那少女咦了一声,说道:“姊姊难道不知?”
沈拂衣横了她一眼,冷冷的说道:“托你的福,我醒来时便已被关在了那木屋,如何能知怎地从渡口来到此间?”
那少女欲言又止,忍着笑意说道:“好吧,小妹倒是记得来路,姊姊随我来便是。”
跟着便来拉自己的手,沈拂衣见她神情古怪,暗自起疑,退开半步躲开她的手道:“你要说什么?先说明白再走不迟。”

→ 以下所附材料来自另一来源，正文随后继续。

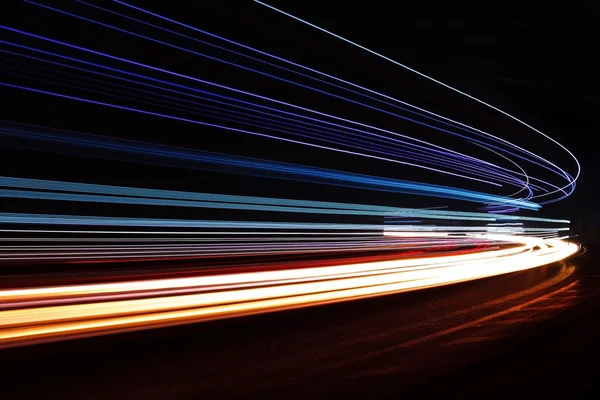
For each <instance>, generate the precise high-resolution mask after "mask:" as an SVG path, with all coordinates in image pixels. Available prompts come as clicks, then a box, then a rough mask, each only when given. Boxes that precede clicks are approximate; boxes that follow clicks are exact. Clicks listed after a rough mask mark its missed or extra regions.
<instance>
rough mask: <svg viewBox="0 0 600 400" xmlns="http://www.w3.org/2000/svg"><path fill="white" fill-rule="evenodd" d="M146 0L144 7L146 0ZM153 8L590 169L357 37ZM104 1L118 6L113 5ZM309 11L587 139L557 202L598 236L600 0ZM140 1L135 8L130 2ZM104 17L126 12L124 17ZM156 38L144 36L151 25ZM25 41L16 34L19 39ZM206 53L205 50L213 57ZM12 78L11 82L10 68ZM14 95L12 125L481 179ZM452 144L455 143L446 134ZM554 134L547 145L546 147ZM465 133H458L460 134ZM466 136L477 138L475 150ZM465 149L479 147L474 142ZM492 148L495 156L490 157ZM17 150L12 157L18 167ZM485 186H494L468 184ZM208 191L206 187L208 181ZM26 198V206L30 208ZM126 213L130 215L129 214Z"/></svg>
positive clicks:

那少女笑了笑,说道:“姊姊不必多心。我见姊姊容色绝丽,本想卖个关子,让姊姊亲我一口,又怕姊姊生气,这才忍住不说。”
沈拂衣脸上一红,正要斥责,那少女先笑道:“姊姊你瞧,是你让我说明白的,你可不许生气。”
沈拂衣又好气又好笑,自己三年来缉捕凶犯无数,却也没见过这少女这般奸猾惫懒的人物,一时间无可奈何,只好板起脸说道:“罢了,你休要再胡言乱语,快走。”
那少女眼波流转,轻笑一声,又伸过手来。
沈拂衣自记事起,便只在幼时牵过父亲沈江和大姊沈归云之手,犹记得父亲手掌宽厚粗糙,大姊手掌温柔光滑,后来年岁渐长,大姊出嫁,身边皆是叔伯辈分的捕快,便再未与人牵手。
见少女伸手来牵,微一犹豫,便已被她拉住,双手一触,心底微微生出一丝异样,只觉这少女手掌纤细滑腻,掌心却是一片冰凉,全不似习武之人中气充盈该有的温热。
但少女却并未像她这般生出许多心思,沈拂衣见她带着自己在林间穿行,虽是步履轻盈,身法敏捷,但更多出自少女本身的轻巧,并非内功或轻功加持。